PERFECT DAYSのSugiのレビュー・感想・評価

PERFECT DAYS(2023年製作の映画)
4.7
素晴らしい作品。
平山の何でもない生活に憧れさえ抱く程、日々の一瞬の「揺らぎ」に気が付かなくなってしまってるのかもしれないと、思い知らせてくれる。
同窓会のような人生の特別な瞬間は一つの「点」でしかなく、殆どの人間は「普通の日々」が主役である。
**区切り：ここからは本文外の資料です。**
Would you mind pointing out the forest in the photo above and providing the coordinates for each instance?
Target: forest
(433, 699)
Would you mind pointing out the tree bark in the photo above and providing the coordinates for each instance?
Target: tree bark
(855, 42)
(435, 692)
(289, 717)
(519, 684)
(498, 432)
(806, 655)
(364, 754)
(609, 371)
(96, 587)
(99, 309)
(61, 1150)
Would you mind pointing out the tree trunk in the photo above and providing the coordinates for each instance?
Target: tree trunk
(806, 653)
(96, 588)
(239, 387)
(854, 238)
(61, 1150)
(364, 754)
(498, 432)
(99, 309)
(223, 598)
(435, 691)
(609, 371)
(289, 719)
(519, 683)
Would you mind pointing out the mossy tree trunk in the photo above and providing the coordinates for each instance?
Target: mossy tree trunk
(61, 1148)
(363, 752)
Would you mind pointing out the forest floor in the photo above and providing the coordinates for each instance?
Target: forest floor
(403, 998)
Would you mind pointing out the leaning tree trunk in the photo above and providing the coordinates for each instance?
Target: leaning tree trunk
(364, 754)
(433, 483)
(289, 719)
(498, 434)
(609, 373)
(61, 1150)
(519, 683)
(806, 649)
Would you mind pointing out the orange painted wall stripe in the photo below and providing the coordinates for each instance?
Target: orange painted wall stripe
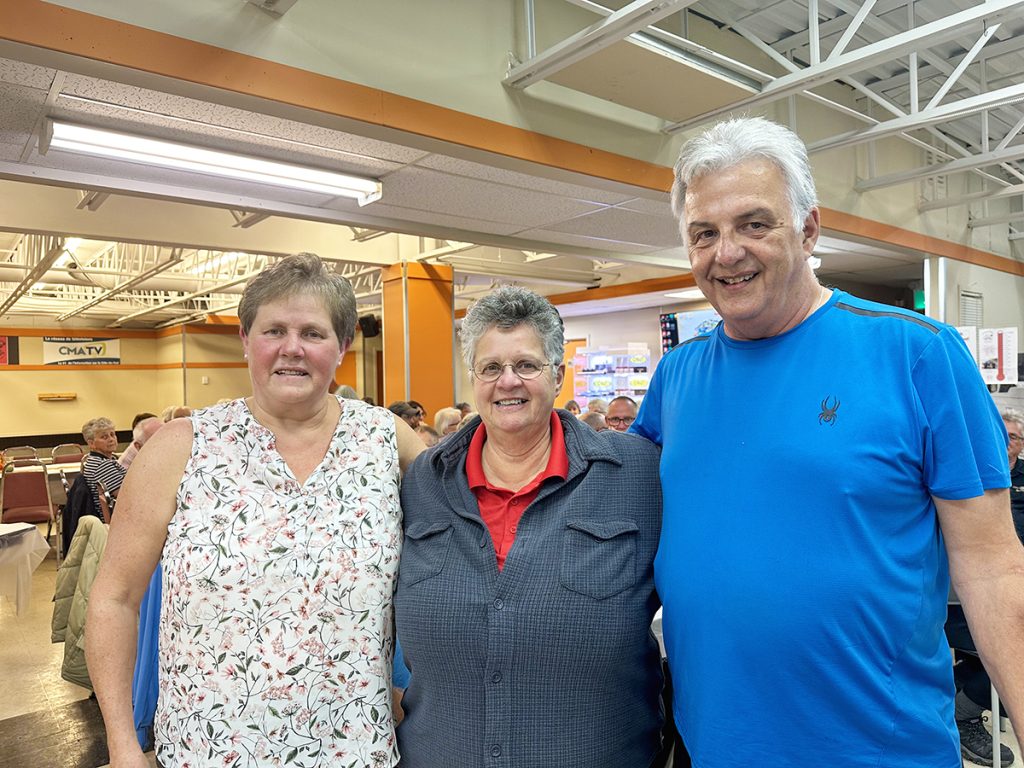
(126, 367)
(39, 24)
(851, 224)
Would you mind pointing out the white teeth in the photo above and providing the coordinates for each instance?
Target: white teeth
(734, 281)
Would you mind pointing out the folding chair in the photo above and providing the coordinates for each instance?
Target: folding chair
(25, 494)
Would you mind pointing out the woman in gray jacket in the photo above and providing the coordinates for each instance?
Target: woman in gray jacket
(525, 591)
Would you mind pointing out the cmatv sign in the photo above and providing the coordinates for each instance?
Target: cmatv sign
(65, 350)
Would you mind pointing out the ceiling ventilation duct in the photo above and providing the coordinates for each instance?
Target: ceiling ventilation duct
(276, 7)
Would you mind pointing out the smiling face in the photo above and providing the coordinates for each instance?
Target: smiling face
(745, 256)
(510, 404)
(103, 441)
(293, 351)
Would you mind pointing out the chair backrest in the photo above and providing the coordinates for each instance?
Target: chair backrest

特別な一瞬に意識が囚われすぎると、普通の日々の中に潜む感情の揺らぎや気付き、その差を見落としてしまう。
資本主義、大量消費が当たり前の世の中で「完璧な日々」と聞いて、平山のような生活を思い浮かべる人間は少数派だろう。ただ確実に彼が彼のあるがままに生きるこの日々は「Perfect Days」と言えよう。

朝は箒を掃く音で目覚め、布団を部屋の隅へ片し、植物に霧吹きで水をやる。一階へ降りて歯を磨き、髭も整える。外へ出たら空を眺め、曇り空でも嬉しそうににこっと微笑む。チカチカと電気の消えかかった古い自販機で缶コーヒーを買い、古い軽に乗り込んでトイレ清掃の仕事へ向かう。今日はどれにしようか、カセットテープを選ぶ。
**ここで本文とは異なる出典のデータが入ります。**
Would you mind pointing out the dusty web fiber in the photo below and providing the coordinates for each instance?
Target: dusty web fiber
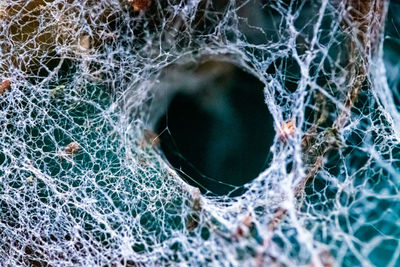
(83, 184)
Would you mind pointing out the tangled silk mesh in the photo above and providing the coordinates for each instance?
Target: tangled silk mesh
(82, 184)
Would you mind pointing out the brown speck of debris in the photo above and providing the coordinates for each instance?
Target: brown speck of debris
(151, 138)
(5, 85)
(140, 5)
(72, 148)
(287, 130)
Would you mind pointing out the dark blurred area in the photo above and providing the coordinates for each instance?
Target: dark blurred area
(220, 134)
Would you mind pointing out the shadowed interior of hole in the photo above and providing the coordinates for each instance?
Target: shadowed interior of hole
(218, 137)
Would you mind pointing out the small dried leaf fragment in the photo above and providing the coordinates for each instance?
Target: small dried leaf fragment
(72, 148)
(140, 5)
(5, 85)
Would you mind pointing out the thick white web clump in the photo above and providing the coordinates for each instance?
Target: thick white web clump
(82, 183)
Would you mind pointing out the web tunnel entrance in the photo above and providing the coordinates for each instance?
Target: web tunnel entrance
(217, 136)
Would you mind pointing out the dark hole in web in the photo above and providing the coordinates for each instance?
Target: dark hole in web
(219, 137)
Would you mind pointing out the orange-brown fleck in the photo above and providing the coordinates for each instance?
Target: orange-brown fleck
(5, 85)
(287, 130)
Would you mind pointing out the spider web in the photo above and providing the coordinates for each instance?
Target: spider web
(82, 184)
渋谷や押上、都内のオシャレな公衆トイレを丁寧に清掃する。顔も知らない誰かと数日置きに○×ゲームもやる。そんなちっぽけな喜びでも表情が緩み、嬉しくなる。昼は公園でサンドイッチと牛乳を頬張りながら、オリンパスのフィルムカメラで木漏れ日を撮影する。
仕事終わりの夕方、オープンと同時に銭湯で一番風呂を浴び、常連の改札直結の地下居酒屋で一杯飲みながら夕飯を食べる。自転車に乗り、家に帰る。
電気を消し、読みかけの文庫本を開き、うつ伏せになりながら読書灯をつける。眠くなったら本を閉じ、灯りを消して今日あった出来事を思い微睡みながら眠る。

ルーティーンの生活なのに、彼の日々は観ていて飽きない。それは、いつもの時間の中に、いつもと違う瞬間や感情が見られるから。それは自分の生活の中にも必ずあるはずである。
日々の忙しない感情の山に埋もれていた、その一瞬にしか出会えない瞬きを尊ぶことのできる、そんな平山のような人間になりたい。